A obra de Onur Ünlü explora as vidas desses personagens de uma forma sutilmente comovente. Observamos suas interações banais, seus romances desfeitos, suas rotinas e a busca por sentido em existências onde o extraordinário se tornou, ironicamente, corriqueiro. Não há uma trama central que se apoie em grandes feitos ou confrontos épicos; em vez disso, o filme tece um mosaico de micro-narrativas que abordam a solidão, o amor não correspondido e a dificuldade de conexão. A fotografia em preto e branco acentua essa atmosfera de atemporalidade e introspecção, conferindo ao cenário e aos personagens uma aura quase onírica, mas sempre ancorada na realidade emocional.

O diretor Orhan Ünlü emprega um estilo visual e narrativo que opera em múltiplos níveis, mesclando o absurdo com um realismo quase documental. Há um humor seco e inteligente nos diálogos, pontuado por momentos de profunda contemplação sobre a condição humana. A direção prioriza a sensação e o estado de espírito sobre a ação direta, permitindo que a estranheza se infiltre gradualmente na percepção do público. Essa película se estabelece como uma meditação sobre a natureza da percepção e a relatividade da experiência; a realidade é menos um dado objetivo e mais uma construção maleável, moldada pela consciência individual.
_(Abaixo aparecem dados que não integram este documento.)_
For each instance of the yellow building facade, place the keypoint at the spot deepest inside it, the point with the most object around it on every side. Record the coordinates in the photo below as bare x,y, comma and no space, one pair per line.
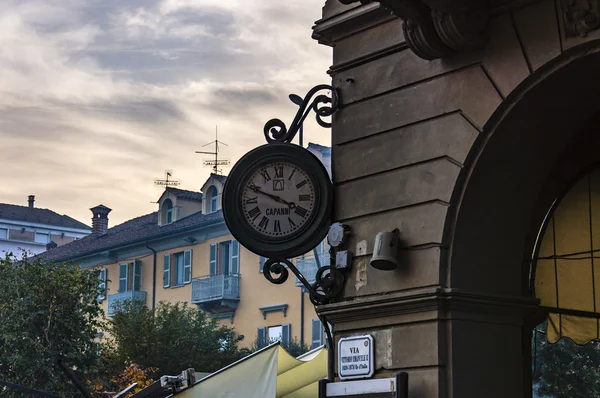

Onde termina o real e começa a imaginação quando o inexplicável faz parte do dia a dia sem causar alarde?

A obra, com sua cadência deliberada, se aprofunda naquilo que alguns filósofos consideram a “tragicomédia da existência”. Se a magia é real e comum, e mesmo assim a vida permanece tediosa, cheia de pequenas tristezas e aspirações não realizadas, o que isso revela sobre o anseio humano por significado? O longa sugere que a capacidade de levitar ou de se tornar invisível não altera a essência da busca por aceitação ou a dor do desencontro. As habilidades fantásticas são apenas mais um aspecto de cada ser, às vezes um fardo, outras vezes um meio de escape, mas raramente uma solução definitiva para as complexidades da vida.

“Thou Gild’st the Even” é uma experiência cinematográfica singular, que se distancia de fórmulas manjadas ao subverter as expectativas do cinema fantástico. Ele oferece uma perspectiva desprovida de sensacionalismo, examinando a fragilidade e a resiliência da alma humana diante de um mundo que, mesmo impregnado de mistério, insiste em sua monotonia. O trabalho de Onur Ünlü se destaca por sua originalidade e pela capacidade de explorar o íntimo e o universal, deixando uma marca duradoura na memória de quem se entrega à sua proposta única de encarar o surreal com uma naturalidade profunda.

É uma peça do cinema turco que merece ser descoberta por aqueles que apreciam narrativas que se aventuram para além do convencional, provocando reflexões sobre a beleza da imperfeição e o caráter enigmático da nossa própria existência.